Why is it that if $n \in \mathbb{Z}, g_n(x)=e^{in}$, then $\int g_n(x)e^{-imx}dx= 0$ if $n=m$ or $1$ if $n≠m$
Now let $n=m$, then $\int g_n(x)e^{-imx}dx = \int e^{inx}e^{-imx}dx=\int e^0dx= \int dx$
Now let $n≠m$ then $\int g_n(x)e^{-imx}dx = \int e^{inx}e^{-imx}dx=\int e^{ix(n-m)}dx$
But I really can't go farther.
Could someone explain why $\int g_n(x)e^{-imx}dx= 0$ if $n=m$ or $1$ if $n≠m$
On
What you are missing are the limits - usually it is written as $$\int_{-\pi}^\pi e^{inx}e^{-imx}\,dx=\int_{-\pi}^\pi e^{i(n-m)x\,dx}=\begin{cases}\int_{-\pi}^\pi 1\,dx&\text{if } n=m\\\int_{-\pi}^\pi e^{ikx}\,dx&\text{if }n\neq m\end{cases}=\begin{cases}2\pi&n=m\\\frac{1}{ik}(e^{ik\pi}-e^{-ik\pi})&n\neq m \end{cases}$$
This last step gives $0$ for the case $n\neq m $ since $k\in\Bbb Z$, so $e^{ik\pi}=(-1)^k=(-1)^{-k}=e^{-ik\pi}$.

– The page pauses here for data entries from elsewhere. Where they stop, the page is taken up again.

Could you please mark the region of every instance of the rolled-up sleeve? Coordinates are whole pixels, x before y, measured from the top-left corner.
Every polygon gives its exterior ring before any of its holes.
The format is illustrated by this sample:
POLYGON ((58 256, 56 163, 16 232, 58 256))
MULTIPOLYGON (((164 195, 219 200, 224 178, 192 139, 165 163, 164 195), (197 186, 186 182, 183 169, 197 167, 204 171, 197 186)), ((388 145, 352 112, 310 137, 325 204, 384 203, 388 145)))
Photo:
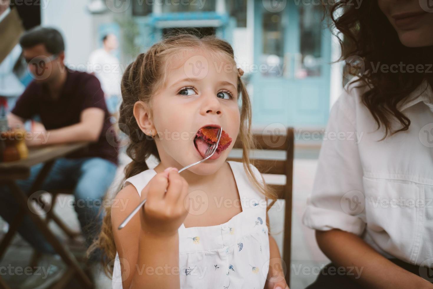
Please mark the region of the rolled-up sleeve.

So the actual result is $$\int_{-\pi}^\pi e^{inx}e^{-imx}\,dx=\begin{cases}2\pi&n=m\\0&n\neq m \end{cases}=2\pi\delta_{nm}$$
Alternatively you can also use limits $0\to2\pi$.
hint
$$e^{ipx}=\cos (px)+i\sin (px) $$
$$\int_0^{2\pi}\cos (px)dx=0$$